On the other hand I'm not sure how much difference it makes for the taste. If it's like to taste much the same without I guess I wouldn't care that much.
I agree with you, in principle. The point is to stick to the originals as much as possible.
It's just a shame Barclay Perkins were such cheapskates. I'm sure the 15% raw maize must have had quite an noticeable affect on the flavour. And body.
I should have just stuck with Whitbread.
But Ron, the brown malt is not diastatic so you have to change the recipe anyway.
Maize though is easy to get and no different from former times so Menno could keep it in.
Convince Menno? Let Johnny Foreigner meddle with the Great British Pint? Remind him, loudly and in English, that if it wasn't for Tommies raised on brown ale he'd be brewing to the Reinheitsgebot now, and maize wouldn't even be an issue.
You could either use Flaked maize or corn starch or just cut out the middle man and use corn sugar.
Fatman, X Ale recipe has no brown malt in it.

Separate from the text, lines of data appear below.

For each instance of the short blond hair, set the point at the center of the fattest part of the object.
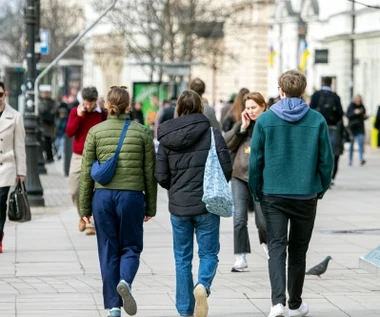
(293, 83)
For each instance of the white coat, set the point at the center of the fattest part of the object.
(12, 146)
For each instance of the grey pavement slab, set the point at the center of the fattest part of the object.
(48, 268)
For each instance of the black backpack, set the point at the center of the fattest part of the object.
(328, 107)
(48, 117)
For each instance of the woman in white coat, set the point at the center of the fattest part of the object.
(12, 154)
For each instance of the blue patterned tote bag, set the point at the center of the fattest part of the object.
(216, 192)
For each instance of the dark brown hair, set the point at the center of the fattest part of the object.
(117, 101)
(258, 98)
(198, 86)
(239, 105)
(90, 94)
(293, 83)
(189, 102)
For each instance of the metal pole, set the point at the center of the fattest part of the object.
(75, 41)
(32, 182)
(352, 75)
(41, 161)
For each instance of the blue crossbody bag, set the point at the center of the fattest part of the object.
(102, 173)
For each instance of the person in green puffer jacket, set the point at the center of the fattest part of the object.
(121, 206)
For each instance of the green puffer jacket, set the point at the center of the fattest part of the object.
(135, 166)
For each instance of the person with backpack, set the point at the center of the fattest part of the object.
(48, 111)
(12, 155)
(329, 105)
(82, 118)
(356, 114)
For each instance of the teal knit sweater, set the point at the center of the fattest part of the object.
(290, 158)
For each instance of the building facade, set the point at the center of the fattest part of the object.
(329, 38)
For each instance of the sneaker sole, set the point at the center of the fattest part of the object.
(239, 270)
(129, 303)
(299, 315)
(201, 306)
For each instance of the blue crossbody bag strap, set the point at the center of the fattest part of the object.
(122, 137)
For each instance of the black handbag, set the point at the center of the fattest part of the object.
(19, 208)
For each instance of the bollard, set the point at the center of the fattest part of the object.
(68, 151)
(374, 133)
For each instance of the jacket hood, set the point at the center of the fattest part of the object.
(183, 132)
(290, 109)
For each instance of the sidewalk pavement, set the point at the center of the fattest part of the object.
(48, 268)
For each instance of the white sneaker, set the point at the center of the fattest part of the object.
(201, 306)
(303, 310)
(277, 311)
(240, 263)
(265, 247)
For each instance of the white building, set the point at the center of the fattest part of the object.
(342, 29)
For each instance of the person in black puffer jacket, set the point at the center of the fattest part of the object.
(184, 145)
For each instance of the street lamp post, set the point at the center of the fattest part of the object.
(33, 184)
(41, 161)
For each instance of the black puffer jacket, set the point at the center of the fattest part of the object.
(181, 160)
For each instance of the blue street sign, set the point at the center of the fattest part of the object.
(45, 41)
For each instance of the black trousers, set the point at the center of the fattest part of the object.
(49, 148)
(336, 163)
(3, 208)
(301, 214)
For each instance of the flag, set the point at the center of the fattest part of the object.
(304, 55)
(272, 55)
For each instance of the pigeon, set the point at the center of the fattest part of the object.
(320, 268)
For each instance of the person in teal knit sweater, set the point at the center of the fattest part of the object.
(290, 168)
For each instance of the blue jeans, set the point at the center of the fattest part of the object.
(119, 217)
(206, 229)
(360, 138)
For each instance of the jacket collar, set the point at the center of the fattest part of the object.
(123, 116)
(6, 118)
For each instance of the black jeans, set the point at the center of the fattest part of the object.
(3, 208)
(278, 212)
(49, 148)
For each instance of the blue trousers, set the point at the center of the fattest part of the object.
(119, 217)
(206, 229)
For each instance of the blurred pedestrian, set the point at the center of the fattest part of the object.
(238, 140)
(12, 154)
(356, 114)
(121, 206)
(377, 126)
(199, 87)
(327, 102)
(234, 114)
(226, 108)
(61, 123)
(137, 113)
(181, 159)
(82, 118)
(290, 168)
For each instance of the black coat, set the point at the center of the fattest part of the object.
(181, 160)
(356, 121)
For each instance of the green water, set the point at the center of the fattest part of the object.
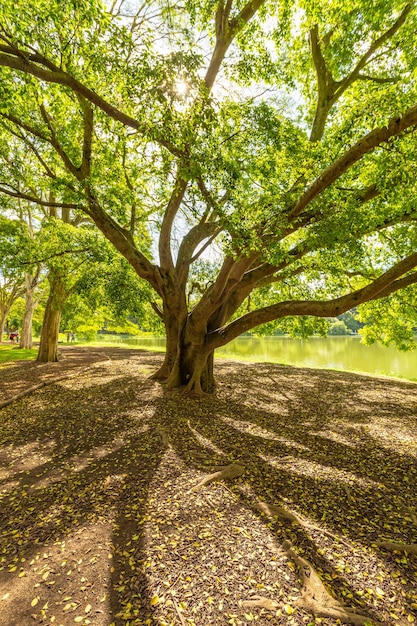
(341, 353)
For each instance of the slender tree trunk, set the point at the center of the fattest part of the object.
(3, 315)
(48, 348)
(31, 283)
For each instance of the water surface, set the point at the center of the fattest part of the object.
(340, 353)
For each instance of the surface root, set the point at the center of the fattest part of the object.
(234, 470)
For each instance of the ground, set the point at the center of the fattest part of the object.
(115, 509)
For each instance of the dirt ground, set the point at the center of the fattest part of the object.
(114, 509)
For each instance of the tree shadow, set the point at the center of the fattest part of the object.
(115, 457)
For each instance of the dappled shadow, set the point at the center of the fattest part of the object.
(112, 455)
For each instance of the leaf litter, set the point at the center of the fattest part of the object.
(110, 514)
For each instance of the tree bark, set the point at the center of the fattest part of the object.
(48, 348)
(31, 283)
(3, 315)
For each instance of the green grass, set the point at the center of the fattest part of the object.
(14, 353)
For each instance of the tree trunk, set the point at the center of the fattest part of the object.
(193, 368)
(30, 303)
(48, 348)
(3, 315)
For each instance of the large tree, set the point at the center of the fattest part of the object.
(271, 142)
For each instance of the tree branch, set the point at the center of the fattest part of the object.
(384, 285)
(24, 196)
(396, 125)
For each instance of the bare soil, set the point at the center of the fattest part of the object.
(116, 507)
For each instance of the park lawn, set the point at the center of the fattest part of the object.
(14, 353)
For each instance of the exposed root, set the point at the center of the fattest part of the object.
(314, 596)
(225, 473)
(279, 511)
(162, 433)
(409, 548)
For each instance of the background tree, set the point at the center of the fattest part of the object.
(276, 137)
(12, 238)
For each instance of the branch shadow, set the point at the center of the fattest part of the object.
(109, 459)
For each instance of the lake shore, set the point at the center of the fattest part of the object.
(108, 516)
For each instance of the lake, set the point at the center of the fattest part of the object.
(340, 353)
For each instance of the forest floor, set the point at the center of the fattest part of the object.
(115, 510)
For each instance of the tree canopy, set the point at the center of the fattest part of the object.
(252, 161)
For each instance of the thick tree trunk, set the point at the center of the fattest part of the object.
(30, 303)
(193, 369)
(48, 348)
(3, 315)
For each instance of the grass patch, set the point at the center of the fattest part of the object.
(14, 353)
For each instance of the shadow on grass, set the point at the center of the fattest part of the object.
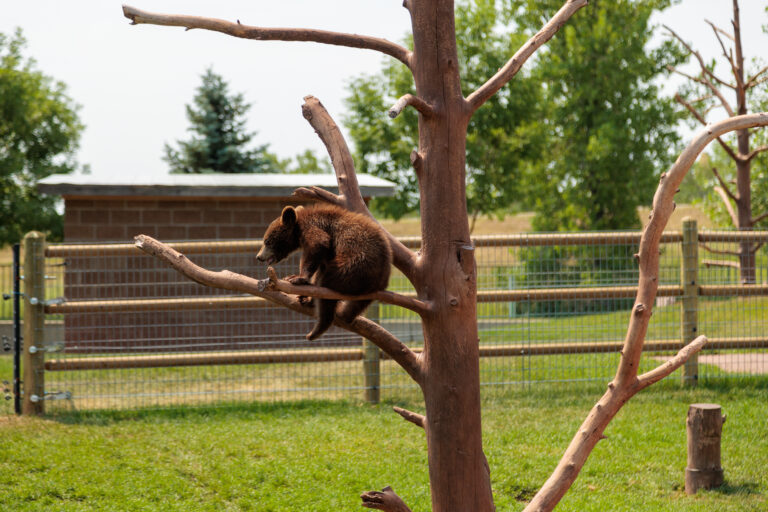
(729, 488)
(223, 411)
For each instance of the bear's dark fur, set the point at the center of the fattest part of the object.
(341, 250)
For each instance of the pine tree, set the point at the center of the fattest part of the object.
(220, 140)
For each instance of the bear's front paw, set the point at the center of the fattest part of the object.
(297, 280)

Kristen, the brewing log, if I remember correctly, just says maize without any further explanation. I'm not sure exactly what form it should be in. Flaked maize might be right, I need to consult some old manuals.
Its probably not flaked as the use of 'hot rollers' wasn't until the later 20th century if I remember correctly. A lot of the early American brewers (read German immigrants) would take straight maize and boil it and then add it to the mash (e.g. Cereal mash). All the first American lagers were a good portion of maize (to to 30%) with a ton of IBU's.
The gelatinized starches made the mashing easy. I'd bet with the time period, thats what your peeps did also.